Methods: We conducted proteome-wide MR by applying cis-acting protein quantitative trait loci (pQTLs, P<5×10-8) identified from genome-wide association studies of plasma proteins in the UK Biobank (UKB, n=34,557; 2923 proteins) and deCODE (n=35,559; 4719 proteins), respectively, to summary statistics from a PDAC GWAS meta-analysis of PanScan1–3/PanC4/FinnGen (10,244 cases, 360,535 controls of European ancestry). We validated the top MR-identified proteomic-PDAC associations using Cox proportional hazards models within UKB (n=52,551, 133 cases) and Atherosclerosis Risk in Communities (ARIC) study (n=9476; 88 cases) cohorts and combined using fixed-effect meta-analysis.

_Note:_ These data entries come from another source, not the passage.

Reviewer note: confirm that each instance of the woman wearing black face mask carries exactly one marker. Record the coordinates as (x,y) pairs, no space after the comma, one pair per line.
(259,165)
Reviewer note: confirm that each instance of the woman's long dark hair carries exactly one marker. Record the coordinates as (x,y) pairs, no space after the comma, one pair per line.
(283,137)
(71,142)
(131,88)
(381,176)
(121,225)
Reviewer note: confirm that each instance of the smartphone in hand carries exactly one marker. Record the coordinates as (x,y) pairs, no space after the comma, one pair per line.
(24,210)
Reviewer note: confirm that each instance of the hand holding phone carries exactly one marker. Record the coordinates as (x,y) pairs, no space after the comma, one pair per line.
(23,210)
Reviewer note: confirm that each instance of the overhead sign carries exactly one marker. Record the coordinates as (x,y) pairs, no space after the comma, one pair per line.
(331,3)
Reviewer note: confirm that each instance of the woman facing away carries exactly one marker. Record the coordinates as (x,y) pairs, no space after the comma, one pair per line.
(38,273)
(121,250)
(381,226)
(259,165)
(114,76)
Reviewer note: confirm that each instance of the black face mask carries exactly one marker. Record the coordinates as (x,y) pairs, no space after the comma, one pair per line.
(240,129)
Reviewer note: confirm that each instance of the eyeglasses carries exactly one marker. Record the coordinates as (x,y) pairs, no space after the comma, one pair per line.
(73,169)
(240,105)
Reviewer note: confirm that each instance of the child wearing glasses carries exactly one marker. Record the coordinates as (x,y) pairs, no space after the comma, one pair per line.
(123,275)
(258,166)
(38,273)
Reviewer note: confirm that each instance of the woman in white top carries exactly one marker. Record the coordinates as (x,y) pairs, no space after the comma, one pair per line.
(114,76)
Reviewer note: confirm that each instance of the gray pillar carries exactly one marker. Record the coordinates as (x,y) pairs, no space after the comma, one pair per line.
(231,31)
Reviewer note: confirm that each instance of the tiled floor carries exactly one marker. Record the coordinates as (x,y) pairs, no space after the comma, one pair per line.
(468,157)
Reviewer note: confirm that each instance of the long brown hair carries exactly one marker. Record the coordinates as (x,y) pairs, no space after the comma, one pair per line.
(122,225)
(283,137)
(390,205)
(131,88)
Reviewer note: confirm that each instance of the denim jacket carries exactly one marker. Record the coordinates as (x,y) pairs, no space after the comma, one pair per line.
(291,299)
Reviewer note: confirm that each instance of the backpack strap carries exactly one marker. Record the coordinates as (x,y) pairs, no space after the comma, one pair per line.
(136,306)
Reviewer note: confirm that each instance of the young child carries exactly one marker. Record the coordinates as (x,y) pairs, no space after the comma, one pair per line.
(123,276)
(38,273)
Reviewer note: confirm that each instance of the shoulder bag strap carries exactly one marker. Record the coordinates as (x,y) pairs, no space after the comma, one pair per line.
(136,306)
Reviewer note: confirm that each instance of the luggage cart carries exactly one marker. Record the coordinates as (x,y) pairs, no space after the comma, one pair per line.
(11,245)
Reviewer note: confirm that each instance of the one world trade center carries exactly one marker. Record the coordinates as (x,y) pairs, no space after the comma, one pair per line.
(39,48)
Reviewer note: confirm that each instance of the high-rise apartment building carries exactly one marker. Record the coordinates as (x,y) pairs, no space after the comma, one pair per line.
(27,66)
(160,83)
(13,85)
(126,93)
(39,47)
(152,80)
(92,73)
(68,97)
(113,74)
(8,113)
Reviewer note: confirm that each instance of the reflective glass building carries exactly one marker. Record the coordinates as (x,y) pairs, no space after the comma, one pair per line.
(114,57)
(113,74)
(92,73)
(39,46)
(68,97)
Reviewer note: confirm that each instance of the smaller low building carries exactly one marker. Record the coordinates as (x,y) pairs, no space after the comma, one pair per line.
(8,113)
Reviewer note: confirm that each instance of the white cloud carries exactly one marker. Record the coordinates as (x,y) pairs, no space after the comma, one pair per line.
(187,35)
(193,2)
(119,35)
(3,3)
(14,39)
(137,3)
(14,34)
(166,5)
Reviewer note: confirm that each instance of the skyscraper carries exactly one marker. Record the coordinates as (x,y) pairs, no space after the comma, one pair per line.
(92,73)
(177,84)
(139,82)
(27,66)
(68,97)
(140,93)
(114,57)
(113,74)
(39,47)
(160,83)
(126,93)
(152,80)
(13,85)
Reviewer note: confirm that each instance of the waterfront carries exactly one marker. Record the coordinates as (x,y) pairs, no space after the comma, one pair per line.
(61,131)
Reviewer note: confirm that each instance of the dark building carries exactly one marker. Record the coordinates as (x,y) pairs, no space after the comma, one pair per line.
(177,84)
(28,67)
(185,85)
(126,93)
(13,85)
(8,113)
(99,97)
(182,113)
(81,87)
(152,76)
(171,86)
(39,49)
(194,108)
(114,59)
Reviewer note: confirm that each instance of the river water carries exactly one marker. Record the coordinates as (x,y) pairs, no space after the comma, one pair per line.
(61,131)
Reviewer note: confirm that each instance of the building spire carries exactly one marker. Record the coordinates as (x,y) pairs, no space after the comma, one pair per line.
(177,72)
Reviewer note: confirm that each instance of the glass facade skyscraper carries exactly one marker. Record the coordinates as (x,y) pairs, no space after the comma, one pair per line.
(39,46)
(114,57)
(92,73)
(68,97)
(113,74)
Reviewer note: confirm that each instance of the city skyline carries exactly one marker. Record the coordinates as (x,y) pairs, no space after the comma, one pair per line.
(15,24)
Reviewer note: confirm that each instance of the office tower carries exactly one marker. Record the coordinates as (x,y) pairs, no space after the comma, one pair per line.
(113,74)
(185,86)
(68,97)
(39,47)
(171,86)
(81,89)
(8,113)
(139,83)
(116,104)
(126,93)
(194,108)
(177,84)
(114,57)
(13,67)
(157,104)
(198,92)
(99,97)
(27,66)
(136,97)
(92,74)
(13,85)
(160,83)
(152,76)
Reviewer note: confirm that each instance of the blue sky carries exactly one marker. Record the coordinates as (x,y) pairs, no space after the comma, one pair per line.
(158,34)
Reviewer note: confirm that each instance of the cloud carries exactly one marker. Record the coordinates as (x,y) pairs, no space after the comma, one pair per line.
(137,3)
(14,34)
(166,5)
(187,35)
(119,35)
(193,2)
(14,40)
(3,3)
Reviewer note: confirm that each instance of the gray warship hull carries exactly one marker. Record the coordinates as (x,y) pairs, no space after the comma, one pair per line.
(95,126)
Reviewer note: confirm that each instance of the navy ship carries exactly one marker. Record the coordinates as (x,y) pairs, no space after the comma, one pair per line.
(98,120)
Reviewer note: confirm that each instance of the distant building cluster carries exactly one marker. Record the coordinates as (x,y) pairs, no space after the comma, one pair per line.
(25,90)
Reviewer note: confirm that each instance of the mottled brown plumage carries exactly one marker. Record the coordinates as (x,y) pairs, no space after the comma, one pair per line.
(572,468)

Results: The proteome-wide MR identified 44 proteins significantly associated with PDAC risk after Bonferroni correction (PUKB<2.7×10-5 or PdeCODE <3.0×10-5), of which 17 were cross-validated in both datasets (P<0.05). Of the 44, eight proteins were previously identified, including ABO, CTRB1, B4GALT1, REG1A, FUT3, AMY2A, AMY2B, and NCF1 (OR=0.80–1.27 per standard deviation increment). The remaining 36 proteins were newly identified. In prospective analyses, higher plasma ABO and ITIH3 were associated with incident PDAC in UKB-ARIC meta-analysis (HR=1.19 and 1.20 respectively). 
Conclusion/Discussion: We identified multiple genetically predicted plasma proteins associated with PDAC risk, among which associations for measured plasma ABO and ITIH3 were further validated using in two prospective cohorts. These proteins highlight promising candidates for future investigations as PDAC prevention targets.